FISCAL CLIFF PACKAGE COVERAGE... President Barack Obama has resumed his vacation in Hawaii, but he is expected to sign off on the fiscal cliff package the Senate and House passed yesterday, as he has voiced support of the bill. We covered the main points as they pertain to Pro Farmer Members in "First Thing Today." But for more extensive coverage of the tax and spending provisions along with details of the package relative to the farm bill, see Washington Consultant Jim Wiesemeyer's Inside Washington Today column at www.profarmer.com.

While the measure extended Bush-era tax brackets for those individuals with income under $400,000 and for families with income below $450,000, the measure will lead to less take-home pay for most Americans as it ends the two-percentage-point payroll tax cut. Thus, the employee portion of the social security tax will rise from 4.2% to 6.2%. This translates to an increase of nearly $200 per month for an individual earning the 2013 maximum cap of $113,700 or more.




CORN: Hedgers are 100% sold in the cash market, with cash-only marketers 75% priced on 2012-crop. Get current with advised 2012-crop cash sales. With December 2013 corn futures violating support around the $6.00 level, be prepared to begin 2013-crop marketings with a light forward contract sale and/or hedge.

BEANS: Hedgers are 100% sold in the cash market, with cash-only marketers 75% priced on 2012-crop. Hedgers and cash-only marketers should get current with advised cash sales. Be prepared to start 2013-crop marketings if November 2013 futures violate support at the November lows as doing so would open sharp downside risk.

WHEAT: Hedgers and cash-only marketers have 75% of 2012-crop sold in the cash market. Get current with advised sales, but given crop struggles in the Plains and other areas around the world, we don't want to get too aggressive with cash sales at this time.

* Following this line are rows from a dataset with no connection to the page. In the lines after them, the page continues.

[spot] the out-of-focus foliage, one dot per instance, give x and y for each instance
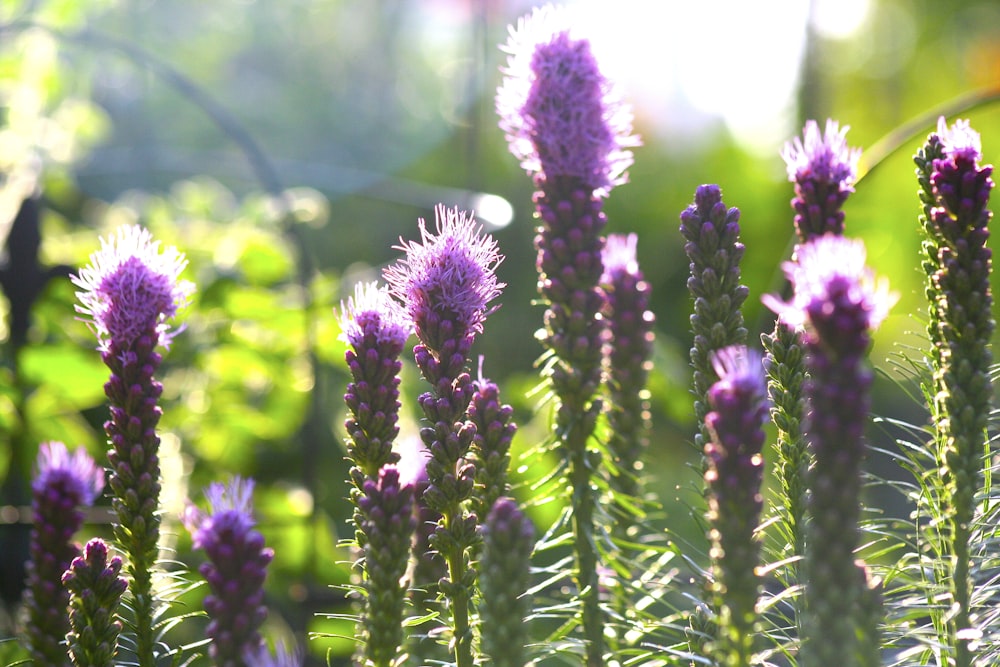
(121, 111)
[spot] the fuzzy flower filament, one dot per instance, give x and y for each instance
(823, 168)
(838, 303)
(733, 477)
(447, 282)
(96, 590)
(63, 486)
(130, 290)
(235, 570)
(955, 194)
(567, 125)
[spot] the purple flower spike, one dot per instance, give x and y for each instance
(131, 288)
(836, 298)
(377, 328)
(64, 484)
(838, 302)
(734, 474)
(96, 592)
(561, 116)
(627, 358)
(235, 570)
(823, 168)
(448, 280)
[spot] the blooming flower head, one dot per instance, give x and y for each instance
(619, 256)
(959, 139)
(836, 295)
(560, 115)
(130, 288)
(373, 312)
(230, 508)
(450, 275)
(822, 156)
(74, 474)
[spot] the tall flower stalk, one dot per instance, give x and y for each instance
(235, 570)
(64, 485)
(712, 243)
(95, 595)
(838, 303)
(955, 194)
(823, 169)
(567, 125)
(447, 282)
(129, 292)
(733, 477)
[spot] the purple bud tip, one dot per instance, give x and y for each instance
(560, 115)
(741, 372)
(77, 471)
(959, 139)
(452, 273)
(827, 266)
(619, 256)
(130, 287)
(822, 156)
(373, 311)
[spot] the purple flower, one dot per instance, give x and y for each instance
(837, 299)
(64, 483)
(131, 289)
(734, 474)
(388, 522)
(447, 277)
(823, 169)
(235, 570)
(561, 116)
(376, 328)
(839, 302)
(627, 358)
(95, 589)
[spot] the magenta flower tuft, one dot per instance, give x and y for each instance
(823, 168)
(831, 269)
(373, 312)
(450, 276)
(64, 484)
(562, 117)
(235, 570)
(131, 288)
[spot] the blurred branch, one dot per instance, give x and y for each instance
(896, 139)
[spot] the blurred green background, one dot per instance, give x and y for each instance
(187, 116)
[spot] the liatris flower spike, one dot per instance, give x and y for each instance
(956, 191)
(508, 539)
(64, 484)
(627, 360)
(447, 283)
(567, 125)
(495, 430)
(823, 168)
(562, 117)
(376, 328)
(130, 291)
(838, 302)
(712, 243)
(388, 522)
(235, 569)
(735, 471)
(95, 594)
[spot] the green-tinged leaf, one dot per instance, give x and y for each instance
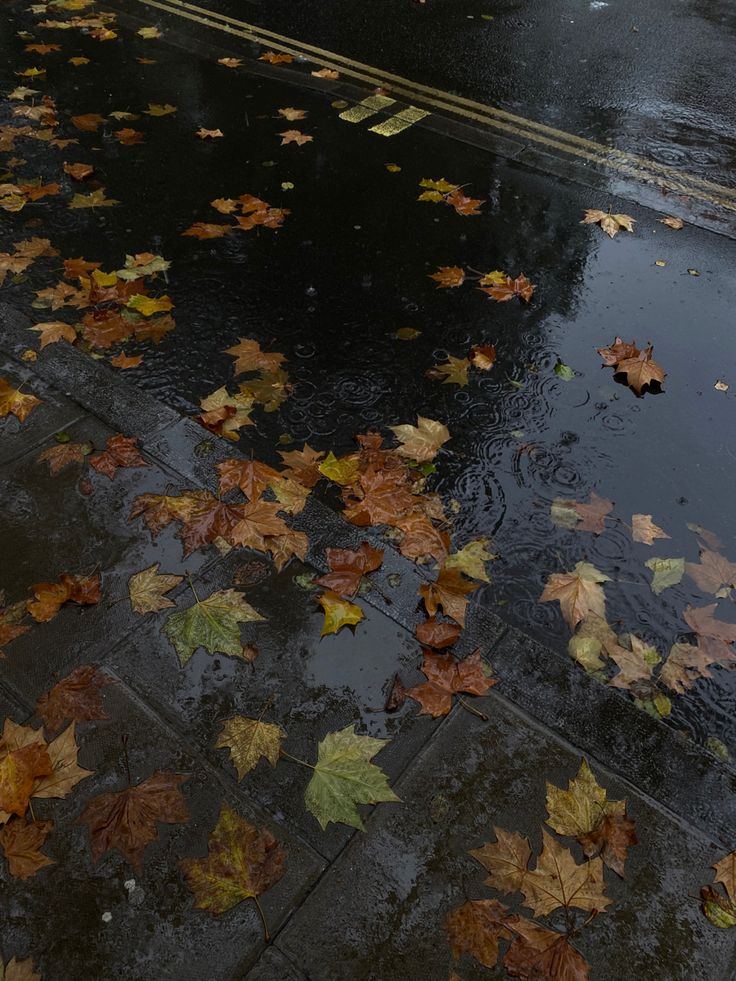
(242, 862)
(344, 777)
(213, 623)
(471, 559)
(667, 572)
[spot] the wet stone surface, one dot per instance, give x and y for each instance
(397, 884)
(115, 922)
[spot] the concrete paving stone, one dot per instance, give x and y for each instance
(49, 527)
(317, 686)
(107, 921)
(90, 383)
(56, 412)
(272, 966)
(378, 913)
(552, 689)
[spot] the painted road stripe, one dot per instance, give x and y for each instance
(631, 165)
(401, 121)
(368, 107)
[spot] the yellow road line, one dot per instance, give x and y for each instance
(368, 107)
(625, 163)
(398, 123)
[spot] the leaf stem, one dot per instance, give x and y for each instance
(294, 759)
(473, 711)
(266, 934)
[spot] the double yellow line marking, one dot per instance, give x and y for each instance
(627, 164)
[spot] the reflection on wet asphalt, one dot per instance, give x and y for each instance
(351, 265)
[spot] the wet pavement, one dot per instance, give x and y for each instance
(348, 268)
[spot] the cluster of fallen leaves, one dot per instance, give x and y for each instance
(497, 285)
(442, 192)
(557, 882)
(118, 305)
(595, 645)
(247, 211)
(633, 364)
(267, 386)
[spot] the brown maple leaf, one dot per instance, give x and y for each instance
(611, 224)
(127, 820)
(462, 204)
(475, 928)
(713, 574)
(347, 568)
(120, 451)
(448, 593)
(21, 843)
(447, 276)
(76, 698)
(445, 678)
(51, 596)
(19, 769)
(641, 370)
(249, 357)
(250, 476)
(539, 954)
(509, 288)
(294, 136)
(434, 633)
(63, 455)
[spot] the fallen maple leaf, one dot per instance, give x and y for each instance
(578, 593)
(294, 136)
(15, 401)
(611, 224)
(448, 593)
(509, 288)
(291, 114)
(276, 59)
(51, 596)
(347, 568)
(120, 451)
(434, 633)
(558, 881)
(78, 171)
(475, 928)
(713, 574)
(538, 954)
(344, 777)
(339, 613)
(248, 740)
(445, 678)
(676, 223)
(21, 843)
(242, 862)
(583, 811)
(644, 530)
(76, 698)
(127, 820)
(423, 441)
(447, 276)
(147, 588)
(212, 623)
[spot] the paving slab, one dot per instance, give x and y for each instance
(378, 913)
(56, 412)
(109, 921)
(51, 527)
(313, 685)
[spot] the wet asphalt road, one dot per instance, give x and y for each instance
(653, 78)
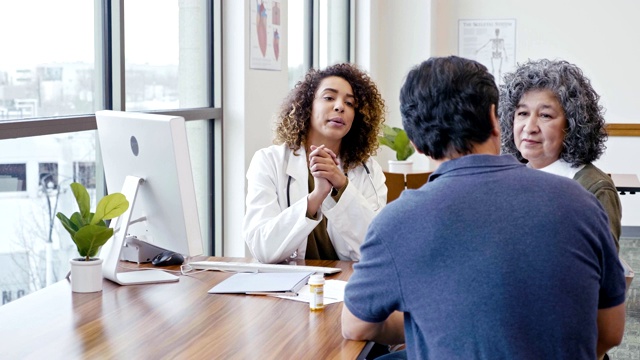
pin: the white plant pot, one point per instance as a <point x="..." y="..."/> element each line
<point x="86" y="276"/>
<point x="400" y="166"/>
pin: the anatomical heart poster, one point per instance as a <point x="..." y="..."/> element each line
<point x="265" y="34"/>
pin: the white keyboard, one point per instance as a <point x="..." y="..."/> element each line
<point x="259" y="267"/>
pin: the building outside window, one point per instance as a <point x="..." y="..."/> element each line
<point x="62" y="74"/>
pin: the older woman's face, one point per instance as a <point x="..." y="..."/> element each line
<point x="539" y="127"/>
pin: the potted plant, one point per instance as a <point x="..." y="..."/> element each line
<point x="397" y="139"/>
<point x="89" y="232"/>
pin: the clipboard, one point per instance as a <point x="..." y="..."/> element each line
<point x="281" y="283"/>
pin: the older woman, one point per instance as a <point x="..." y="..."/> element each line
<point x="313" y="195"/>
<point x="550" y="118"/>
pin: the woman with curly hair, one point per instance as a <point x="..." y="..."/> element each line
<point x="314" y="193"/>
<point x="550" y="118"/>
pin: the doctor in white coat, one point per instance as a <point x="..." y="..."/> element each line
<point x="314" y="194"/>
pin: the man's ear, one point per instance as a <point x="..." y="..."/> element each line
<point x="414" y="146"/>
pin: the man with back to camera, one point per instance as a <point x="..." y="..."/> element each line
<point x="489" y="259"/>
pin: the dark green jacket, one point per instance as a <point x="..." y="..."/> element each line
<point x="600" y="184"/>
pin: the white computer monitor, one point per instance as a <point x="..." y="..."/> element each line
<point x="146" y="157"/>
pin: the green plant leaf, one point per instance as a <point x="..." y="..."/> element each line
<point x="404" y="147"/>
<point x="78" y="220"/>
<point x="396" y="139"/>
<point x="90" y="238"/>
<point x="71" y="227"/>
<point x="109" y="207"/>
<point x="83" y="200"/>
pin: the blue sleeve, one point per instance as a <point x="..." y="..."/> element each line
<point x="373" y="291"/>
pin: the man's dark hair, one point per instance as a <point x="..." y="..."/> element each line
<point x="445" y="104"/>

COTTON: Hedgers and cash-only marketers have 50% of expected 2012-crop production sold in the cash market. With futures moving back to the upper end of the broad, sideways trading range, it's recommended you get current with advised sales. The likelihood of a sharp drop in cotton acres next year is keeping us from advising 2013-crop sales at this time.

CATTLE: Fed cattle producers should continue to carry all risk in the cash market as supply fundamentals are bullish and demand is solid. Feeder cattle buyers and sellers carry all risk in the cash market for now, although feeder cattle buyer should be prepared to hedge a portion of needs as technicals have improved.

HOGS: Hog producers should continue to carry risk in the cash market. But we are watching for signs of a top as nearby futures are at prices that have historically capped buying interest.

FEED: Carry all corn-for-feed and meal risk in the cash market for now. Consider extending your feed needs in the cash market in response to recent price pressure on corn and meal futures. We'll wait on solid signs futures have bottomed before aggressively extending coverage.